BRUXELLES – Le Parlement européen a adopté une résolution soutenant l'initiative „ My voice, my choice “, qui vise à faciliter l'accès à l'avortement dans l'Union européenne. Ce document n'a pas de valeur juridique, mais, comme le soulignent les évêques des États membres de l'UE, il viole le principe de subsidiarité et porte atteinte à la protection de la vie dès la conception.

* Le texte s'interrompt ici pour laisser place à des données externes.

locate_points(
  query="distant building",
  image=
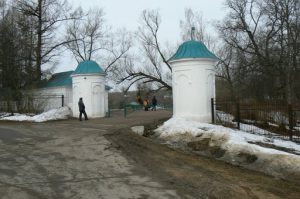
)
(87, 81)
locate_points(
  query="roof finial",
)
(193, 33)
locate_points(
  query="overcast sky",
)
(126, 13)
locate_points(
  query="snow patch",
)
(237, 144)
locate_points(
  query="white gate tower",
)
(193, 81)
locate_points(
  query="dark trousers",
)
(80, 115)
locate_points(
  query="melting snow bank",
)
(236, 147)
(54, 114)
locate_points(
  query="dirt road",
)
(101, 158)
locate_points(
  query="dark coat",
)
(154, 101)
(81, 105)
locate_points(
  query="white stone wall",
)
(193, 83)
(45, 99)
(91, 87)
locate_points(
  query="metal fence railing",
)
(269, 119)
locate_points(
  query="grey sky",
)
(126, 13)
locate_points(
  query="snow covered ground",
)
(235, 143)
(54, 114)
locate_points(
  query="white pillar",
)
(193, 82)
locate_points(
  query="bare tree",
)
(91, 39)
(153, 68)
(194, 19)
(262, 34)
(47, 16)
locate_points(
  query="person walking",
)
(146, 104)
(81, 109)
(154, 103)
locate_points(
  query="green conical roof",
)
(192, 49)
(88, 67)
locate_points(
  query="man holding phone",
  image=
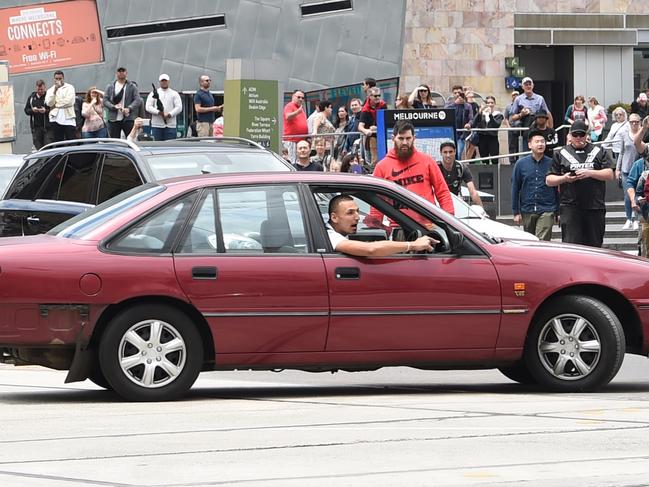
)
(581, 170)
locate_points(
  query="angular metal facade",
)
(309, 53)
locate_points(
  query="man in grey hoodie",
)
(122, 100)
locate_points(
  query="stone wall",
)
(448, 42)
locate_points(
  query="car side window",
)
(118, 174)
(265, 219)
(200, 237)
(75, 182)
(157, 232)
(381, 217)
(31, 177)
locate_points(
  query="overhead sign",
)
(432, 127)
(7, 115)
(342, 95)
(251, 111)
(50, 35)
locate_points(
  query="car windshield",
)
(84, 223)
(462, 210)
(6, 174)
(190, 164)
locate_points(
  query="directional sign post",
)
(251, 111)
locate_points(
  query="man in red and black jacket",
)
(414, 170)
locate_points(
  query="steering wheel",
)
(444, 245)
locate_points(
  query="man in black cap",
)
(455, 172)
(540, 124)
(581, 170)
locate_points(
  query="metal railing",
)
(288, 138)
(240, 140)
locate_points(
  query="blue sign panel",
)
(432, 127)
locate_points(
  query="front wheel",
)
(151, 353)
(575, 344)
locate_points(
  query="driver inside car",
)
(343, 220)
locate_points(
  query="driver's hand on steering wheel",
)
(423, 244)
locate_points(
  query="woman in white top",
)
(323, 125)
(625, 160)
(615, 133)
(596, 118)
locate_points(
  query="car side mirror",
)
(455, 239)
(480, 211)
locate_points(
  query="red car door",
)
(442, 302)
(251, 272)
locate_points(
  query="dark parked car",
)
(236, 271)
(66, 178)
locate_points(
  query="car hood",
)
(544, 246)
(497, 229)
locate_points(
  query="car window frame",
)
(221, 250)
(104, 245)
(31, 161)
(100, 172)
(220, 247)
(64, 160)
(473, 249)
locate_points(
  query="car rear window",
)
(84, 223)
(191, 164)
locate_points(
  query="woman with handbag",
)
(92, 111)
(487, 142)
(596, 118)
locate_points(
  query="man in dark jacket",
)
(38, 113)
(123, 101)
(534, 203)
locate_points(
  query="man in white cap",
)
(526, 105)
(512, 135)
(164, 104)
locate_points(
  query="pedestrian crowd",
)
(57, 113)
(550, 184)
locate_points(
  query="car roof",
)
(226, 144)
(251, 178)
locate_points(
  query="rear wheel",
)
(575, 344)
(151, 353)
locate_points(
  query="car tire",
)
(518, 372)
(575, 344)
(151, 353)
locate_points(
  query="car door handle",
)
(348, 273)
(204, 273)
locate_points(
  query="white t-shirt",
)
(334, 236)
(119, 86)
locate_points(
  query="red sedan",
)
(146, 290)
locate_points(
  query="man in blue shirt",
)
(533, 202)
(526, 105)
(205, 108)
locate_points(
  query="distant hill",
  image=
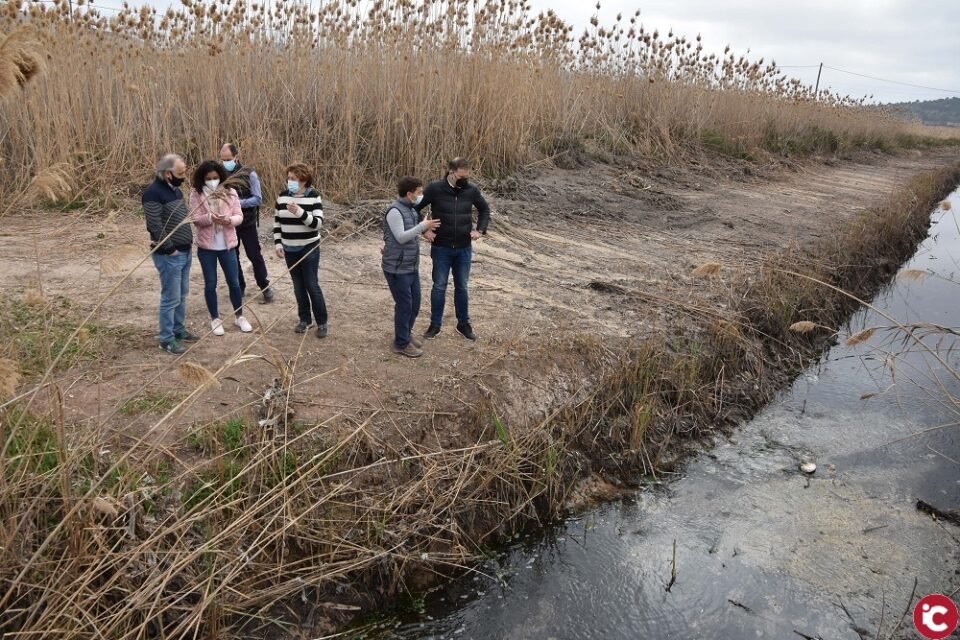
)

La résolution concerne l'initiative citoyenne européenne „ My voice, my choice “ (Ma voix, mon choix), qui a été signée par plus d'un million de personnes dans 27 pays de l'UE. Elle prévoit un soutien, y compris financier, aux femmes qui souhaitent avorter, y compris en se rendant dans un autre pays de l'Union si l'accès à l'avortement est restreint dans leur pays. Le Parlement européen a également soutenu un amendement demandant l'inscription du „ droit à l'avortement “ dans la Charte des droits fondamentaux de l'UE. Dans le même temps, une résolution alternative rappelant que la politique en matière d'avortement et de santé reproductive relève de la compétence exclusive des États membres a été rejetée.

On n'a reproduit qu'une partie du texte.